And finally in a corner of the room the sigil etched behind the old filing cabinet hummed like it had been waiting to be noticed. Not glowing. Not whispering. Just present. The kind of presence that didn't need flair to prove its weight.

I knew that feeling.

Knew him.

I didn't have to guess who carved it.

Meme Oshino.

The man who walked between lines in other people's stories and called it balance. The man who could offer you salvation with one hand and a curse with the other—and still somehow convince you both were gifts.

I ran a finger just beside the edge of the ward.

Didn't touch it.

Didn't need to.

The script was familiar. Not in language—but in intention. A cloaking boundary. The kind that didn't just hide something—it anchored it. To a place. To a plan.

"Message," I muttered.

"Trap," a voice said behind me.

Kiss-shot.

She was barefoot. Calm. The kind of calm that predators wear when they know they're still the most dangerous thing in the room.

"Actually," I said, still staring at the sigil, "it's from an old friend."

She narrowed her eyes slightly. "You know who set it."

"Yeah," I said. "Meme Oshino. Professional meddler. Ghost of a man who acts like he's never had skin in the game… but always shows up exactly when it's interesting."

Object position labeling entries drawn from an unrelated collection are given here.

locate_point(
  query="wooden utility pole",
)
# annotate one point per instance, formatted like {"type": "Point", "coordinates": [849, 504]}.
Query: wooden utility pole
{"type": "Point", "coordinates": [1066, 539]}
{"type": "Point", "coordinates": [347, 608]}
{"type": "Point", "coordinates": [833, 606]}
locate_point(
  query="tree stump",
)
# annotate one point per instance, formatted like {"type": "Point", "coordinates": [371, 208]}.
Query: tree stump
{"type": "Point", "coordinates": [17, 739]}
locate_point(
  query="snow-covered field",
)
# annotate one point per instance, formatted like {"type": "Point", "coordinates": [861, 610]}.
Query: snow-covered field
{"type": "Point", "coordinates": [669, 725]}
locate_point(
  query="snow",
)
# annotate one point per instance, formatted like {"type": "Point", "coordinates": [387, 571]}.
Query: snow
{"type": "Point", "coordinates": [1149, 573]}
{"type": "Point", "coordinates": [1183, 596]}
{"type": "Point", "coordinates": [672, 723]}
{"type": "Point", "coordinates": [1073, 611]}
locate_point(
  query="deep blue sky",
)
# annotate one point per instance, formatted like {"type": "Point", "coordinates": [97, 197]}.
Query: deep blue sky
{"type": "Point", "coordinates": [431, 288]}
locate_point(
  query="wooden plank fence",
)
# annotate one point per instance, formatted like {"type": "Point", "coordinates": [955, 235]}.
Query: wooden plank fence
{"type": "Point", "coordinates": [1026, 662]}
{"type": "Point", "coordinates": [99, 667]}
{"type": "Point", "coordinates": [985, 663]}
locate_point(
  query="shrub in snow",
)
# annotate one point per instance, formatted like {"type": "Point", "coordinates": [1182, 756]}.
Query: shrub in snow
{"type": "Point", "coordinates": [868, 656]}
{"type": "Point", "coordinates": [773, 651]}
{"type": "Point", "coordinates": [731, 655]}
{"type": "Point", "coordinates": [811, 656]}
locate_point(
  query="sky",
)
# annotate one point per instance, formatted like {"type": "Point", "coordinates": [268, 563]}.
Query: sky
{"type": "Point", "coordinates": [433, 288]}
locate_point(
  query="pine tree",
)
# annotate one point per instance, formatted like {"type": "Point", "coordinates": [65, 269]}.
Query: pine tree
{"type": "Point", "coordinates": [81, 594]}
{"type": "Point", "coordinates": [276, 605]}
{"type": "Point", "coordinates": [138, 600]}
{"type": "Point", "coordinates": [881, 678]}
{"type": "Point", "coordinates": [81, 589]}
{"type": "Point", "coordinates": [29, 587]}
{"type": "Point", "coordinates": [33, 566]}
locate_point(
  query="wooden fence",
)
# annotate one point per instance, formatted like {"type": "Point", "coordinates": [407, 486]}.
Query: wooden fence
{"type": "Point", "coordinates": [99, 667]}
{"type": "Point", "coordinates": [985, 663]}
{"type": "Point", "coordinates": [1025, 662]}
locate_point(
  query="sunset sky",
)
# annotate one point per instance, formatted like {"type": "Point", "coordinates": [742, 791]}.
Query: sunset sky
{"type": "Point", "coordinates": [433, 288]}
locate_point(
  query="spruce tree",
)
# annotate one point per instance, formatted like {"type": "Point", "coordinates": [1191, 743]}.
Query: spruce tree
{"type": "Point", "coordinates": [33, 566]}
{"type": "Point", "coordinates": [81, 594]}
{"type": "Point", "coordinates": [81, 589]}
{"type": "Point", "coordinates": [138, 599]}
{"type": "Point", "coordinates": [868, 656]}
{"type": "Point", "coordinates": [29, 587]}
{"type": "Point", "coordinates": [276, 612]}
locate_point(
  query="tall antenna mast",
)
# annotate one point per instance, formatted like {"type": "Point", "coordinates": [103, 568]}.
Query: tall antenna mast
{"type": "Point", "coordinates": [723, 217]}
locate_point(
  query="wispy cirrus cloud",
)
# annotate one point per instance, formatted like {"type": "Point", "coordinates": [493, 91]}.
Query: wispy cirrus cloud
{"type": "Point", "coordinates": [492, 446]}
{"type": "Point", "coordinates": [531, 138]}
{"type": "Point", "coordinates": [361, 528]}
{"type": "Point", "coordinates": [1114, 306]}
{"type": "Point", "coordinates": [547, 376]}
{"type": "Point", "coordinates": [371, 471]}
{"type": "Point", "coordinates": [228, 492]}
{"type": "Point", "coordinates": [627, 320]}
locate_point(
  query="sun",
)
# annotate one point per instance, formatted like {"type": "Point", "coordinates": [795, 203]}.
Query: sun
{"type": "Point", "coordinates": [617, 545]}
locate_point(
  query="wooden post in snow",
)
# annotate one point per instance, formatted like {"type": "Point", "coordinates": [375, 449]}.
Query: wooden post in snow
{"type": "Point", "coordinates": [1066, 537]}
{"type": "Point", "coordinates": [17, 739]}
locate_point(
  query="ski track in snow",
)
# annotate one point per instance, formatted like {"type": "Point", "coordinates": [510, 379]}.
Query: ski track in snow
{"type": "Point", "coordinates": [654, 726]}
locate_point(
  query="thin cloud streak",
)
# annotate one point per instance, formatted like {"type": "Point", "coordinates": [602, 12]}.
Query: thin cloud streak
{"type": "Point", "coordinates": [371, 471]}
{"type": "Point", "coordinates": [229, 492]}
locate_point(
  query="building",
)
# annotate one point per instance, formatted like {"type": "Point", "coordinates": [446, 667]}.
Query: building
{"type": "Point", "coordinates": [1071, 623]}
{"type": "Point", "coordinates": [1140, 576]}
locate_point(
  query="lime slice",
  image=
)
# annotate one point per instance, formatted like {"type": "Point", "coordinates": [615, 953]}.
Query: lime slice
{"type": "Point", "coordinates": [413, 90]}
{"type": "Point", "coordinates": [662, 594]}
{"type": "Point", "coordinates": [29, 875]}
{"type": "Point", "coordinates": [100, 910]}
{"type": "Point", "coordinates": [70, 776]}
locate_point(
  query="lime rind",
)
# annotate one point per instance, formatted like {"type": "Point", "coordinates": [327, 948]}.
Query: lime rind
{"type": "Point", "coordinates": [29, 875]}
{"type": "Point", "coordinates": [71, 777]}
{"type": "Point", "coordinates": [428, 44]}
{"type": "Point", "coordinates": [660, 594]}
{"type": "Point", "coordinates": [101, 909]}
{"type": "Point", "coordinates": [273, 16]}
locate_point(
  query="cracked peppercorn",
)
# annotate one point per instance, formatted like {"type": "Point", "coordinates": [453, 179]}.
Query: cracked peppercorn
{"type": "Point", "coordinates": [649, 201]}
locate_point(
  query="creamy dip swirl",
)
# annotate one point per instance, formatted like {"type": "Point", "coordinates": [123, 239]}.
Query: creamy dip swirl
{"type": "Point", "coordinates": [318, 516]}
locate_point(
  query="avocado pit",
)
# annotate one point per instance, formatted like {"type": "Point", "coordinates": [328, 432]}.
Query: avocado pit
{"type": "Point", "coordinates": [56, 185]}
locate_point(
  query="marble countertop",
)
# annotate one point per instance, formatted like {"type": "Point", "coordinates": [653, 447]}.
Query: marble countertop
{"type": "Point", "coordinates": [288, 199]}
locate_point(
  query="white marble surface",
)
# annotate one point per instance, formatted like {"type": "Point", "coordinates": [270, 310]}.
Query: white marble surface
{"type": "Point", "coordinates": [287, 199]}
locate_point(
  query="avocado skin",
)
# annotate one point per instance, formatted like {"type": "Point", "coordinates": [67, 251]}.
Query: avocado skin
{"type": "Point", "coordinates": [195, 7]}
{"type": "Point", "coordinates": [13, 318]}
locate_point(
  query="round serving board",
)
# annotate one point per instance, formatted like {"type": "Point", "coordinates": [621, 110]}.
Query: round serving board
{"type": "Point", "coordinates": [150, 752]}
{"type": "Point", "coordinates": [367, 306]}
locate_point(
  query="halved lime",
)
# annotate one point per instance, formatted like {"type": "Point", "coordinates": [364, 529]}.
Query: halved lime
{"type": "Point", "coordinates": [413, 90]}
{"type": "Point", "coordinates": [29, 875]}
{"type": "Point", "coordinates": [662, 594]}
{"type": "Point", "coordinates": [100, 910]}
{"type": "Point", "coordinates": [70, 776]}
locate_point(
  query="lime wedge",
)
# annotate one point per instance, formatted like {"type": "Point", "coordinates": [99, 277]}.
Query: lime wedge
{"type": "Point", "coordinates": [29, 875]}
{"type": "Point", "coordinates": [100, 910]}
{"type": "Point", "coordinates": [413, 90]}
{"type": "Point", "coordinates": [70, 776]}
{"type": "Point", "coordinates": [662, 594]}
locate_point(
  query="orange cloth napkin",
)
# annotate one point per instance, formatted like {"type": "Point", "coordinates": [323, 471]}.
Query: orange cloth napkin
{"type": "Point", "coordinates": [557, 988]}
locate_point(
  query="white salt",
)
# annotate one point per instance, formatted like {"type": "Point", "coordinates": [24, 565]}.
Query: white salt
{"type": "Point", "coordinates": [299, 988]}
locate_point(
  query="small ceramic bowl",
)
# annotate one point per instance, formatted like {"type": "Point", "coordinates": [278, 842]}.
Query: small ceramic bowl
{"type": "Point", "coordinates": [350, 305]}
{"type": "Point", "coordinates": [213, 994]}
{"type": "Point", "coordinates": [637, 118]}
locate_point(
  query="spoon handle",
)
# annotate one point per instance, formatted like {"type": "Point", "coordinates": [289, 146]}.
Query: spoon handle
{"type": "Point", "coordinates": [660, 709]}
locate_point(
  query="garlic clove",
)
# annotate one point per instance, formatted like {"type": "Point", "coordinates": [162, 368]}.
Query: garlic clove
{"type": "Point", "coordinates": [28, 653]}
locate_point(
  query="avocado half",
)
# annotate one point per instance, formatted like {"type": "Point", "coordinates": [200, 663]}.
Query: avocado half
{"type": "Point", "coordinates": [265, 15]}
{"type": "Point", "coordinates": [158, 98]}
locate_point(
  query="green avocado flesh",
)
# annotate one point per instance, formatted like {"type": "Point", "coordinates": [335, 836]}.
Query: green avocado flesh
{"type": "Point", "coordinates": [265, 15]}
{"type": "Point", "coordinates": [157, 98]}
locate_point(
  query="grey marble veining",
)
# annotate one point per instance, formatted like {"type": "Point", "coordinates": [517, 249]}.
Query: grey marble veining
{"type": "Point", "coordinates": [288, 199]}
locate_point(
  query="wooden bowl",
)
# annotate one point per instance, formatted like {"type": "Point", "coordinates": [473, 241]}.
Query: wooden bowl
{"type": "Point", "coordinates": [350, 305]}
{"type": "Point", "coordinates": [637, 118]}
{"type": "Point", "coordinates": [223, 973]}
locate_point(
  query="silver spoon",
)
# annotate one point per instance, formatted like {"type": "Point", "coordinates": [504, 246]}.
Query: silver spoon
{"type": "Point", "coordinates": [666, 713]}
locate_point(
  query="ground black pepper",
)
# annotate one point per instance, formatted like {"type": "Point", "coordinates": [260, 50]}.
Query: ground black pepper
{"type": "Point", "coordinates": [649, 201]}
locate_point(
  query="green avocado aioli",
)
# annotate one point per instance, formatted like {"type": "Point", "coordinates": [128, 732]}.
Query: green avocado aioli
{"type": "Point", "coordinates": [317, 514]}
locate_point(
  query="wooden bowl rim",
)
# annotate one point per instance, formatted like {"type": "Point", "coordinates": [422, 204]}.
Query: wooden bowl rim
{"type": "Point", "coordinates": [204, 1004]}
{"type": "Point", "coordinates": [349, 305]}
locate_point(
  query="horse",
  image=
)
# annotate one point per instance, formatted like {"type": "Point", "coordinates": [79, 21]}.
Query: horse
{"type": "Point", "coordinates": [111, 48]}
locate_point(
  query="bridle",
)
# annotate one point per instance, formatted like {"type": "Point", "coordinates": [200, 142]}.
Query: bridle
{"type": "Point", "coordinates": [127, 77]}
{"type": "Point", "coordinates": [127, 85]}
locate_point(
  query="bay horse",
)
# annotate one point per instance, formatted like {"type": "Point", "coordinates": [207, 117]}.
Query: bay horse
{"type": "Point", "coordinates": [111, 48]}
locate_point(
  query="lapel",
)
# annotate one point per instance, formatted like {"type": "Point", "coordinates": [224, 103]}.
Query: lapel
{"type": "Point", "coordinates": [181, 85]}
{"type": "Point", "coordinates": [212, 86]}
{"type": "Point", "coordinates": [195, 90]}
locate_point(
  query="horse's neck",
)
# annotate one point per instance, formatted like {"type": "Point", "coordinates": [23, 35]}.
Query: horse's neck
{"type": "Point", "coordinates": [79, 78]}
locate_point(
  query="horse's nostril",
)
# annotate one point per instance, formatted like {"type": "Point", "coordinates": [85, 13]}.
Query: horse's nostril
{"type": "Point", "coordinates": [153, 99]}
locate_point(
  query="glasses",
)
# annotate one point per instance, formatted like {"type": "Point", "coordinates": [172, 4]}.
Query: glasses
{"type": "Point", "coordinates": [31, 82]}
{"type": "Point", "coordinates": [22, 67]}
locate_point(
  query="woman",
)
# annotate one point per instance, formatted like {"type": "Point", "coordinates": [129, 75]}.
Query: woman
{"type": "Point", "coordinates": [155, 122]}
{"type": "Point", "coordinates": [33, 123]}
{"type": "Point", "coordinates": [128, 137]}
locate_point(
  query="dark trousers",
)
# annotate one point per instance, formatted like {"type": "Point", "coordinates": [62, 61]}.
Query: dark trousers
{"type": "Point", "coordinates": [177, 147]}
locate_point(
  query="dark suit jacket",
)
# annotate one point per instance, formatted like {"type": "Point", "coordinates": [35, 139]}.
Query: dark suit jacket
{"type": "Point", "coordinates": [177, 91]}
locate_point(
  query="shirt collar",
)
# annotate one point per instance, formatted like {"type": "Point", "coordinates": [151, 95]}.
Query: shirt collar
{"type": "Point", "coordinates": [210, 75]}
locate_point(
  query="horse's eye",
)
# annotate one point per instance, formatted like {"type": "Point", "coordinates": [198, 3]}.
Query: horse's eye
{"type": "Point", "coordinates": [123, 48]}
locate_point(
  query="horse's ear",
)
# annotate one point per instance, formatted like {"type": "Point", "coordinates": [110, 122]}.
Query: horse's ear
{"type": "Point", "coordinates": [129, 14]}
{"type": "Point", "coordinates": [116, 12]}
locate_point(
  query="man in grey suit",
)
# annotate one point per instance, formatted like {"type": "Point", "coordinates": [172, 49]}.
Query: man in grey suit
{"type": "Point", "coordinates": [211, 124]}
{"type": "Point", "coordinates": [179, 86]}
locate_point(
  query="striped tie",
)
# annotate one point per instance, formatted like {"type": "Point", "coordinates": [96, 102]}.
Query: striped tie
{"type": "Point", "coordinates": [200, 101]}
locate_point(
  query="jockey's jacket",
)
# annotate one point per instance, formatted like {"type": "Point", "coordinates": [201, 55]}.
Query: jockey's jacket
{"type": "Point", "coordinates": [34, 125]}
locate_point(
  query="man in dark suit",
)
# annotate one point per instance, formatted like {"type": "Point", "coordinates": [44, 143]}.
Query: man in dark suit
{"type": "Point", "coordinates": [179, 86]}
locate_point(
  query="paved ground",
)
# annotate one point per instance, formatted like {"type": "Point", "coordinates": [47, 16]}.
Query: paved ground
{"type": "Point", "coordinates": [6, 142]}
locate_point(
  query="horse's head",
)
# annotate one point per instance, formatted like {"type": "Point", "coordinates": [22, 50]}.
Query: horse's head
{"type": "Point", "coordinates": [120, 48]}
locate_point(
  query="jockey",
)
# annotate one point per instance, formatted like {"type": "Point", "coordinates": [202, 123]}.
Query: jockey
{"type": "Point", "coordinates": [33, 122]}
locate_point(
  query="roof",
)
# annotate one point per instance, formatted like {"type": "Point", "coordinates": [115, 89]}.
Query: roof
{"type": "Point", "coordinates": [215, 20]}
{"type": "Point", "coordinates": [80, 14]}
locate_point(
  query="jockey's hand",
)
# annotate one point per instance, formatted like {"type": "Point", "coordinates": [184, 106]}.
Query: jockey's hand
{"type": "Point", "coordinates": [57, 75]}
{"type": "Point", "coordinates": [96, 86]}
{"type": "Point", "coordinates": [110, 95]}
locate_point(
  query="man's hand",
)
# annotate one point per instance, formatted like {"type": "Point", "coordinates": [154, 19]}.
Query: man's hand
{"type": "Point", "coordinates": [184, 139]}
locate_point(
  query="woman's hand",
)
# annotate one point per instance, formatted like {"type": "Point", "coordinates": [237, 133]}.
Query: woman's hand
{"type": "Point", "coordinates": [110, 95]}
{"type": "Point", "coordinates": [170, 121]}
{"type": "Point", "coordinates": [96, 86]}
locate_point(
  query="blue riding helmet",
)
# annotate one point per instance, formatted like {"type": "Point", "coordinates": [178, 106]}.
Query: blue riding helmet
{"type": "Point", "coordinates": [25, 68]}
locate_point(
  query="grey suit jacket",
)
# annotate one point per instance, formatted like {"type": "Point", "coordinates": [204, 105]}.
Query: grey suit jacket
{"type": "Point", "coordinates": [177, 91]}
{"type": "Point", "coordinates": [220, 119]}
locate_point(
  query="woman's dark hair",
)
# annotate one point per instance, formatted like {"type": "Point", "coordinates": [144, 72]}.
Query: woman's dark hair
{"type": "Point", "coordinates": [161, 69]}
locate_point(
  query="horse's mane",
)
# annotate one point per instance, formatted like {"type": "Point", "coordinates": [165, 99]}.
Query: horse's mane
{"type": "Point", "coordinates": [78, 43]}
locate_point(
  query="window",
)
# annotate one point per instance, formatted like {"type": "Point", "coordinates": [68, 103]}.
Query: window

She watched me now—not the sigil.

"And you've met him before?"

"Not in this life."

That earned a pause.

She knew what I meant.

I could see it in the flicker of her expression. That subtle recognition that I was, somehow, always two steps ahead of the script. Not luck. Not power. Just knowledge I shouldn't have.

"Meme knows we're here," I continued. "Which means he wants us here. This place—the cram school—it wasn't just abandoned. It was preloaded. A sandbox he filled with safety and surveillance."

Kiss-shot tilted her head. "You trust him?"

"Not remotely."

"But you're not worried."

"I'm calculating."

Another beat.

Then she said, "So we stay?"

"For now," I said. "He's watching. Maybe testing. But he's not trying to hurt us yet."

"Yet," she repeated.

I turned to her. "He's the kind of man who lets you walk into a trap and then offers you tea while explaining how to escape. Just don't drink it."

Her gaze lingered on me a little longer.

Not cold.

Not warm.

Just processing.

Then she nodded.

Just once.

I looked at the sigil again—just long enough to let it feel seen.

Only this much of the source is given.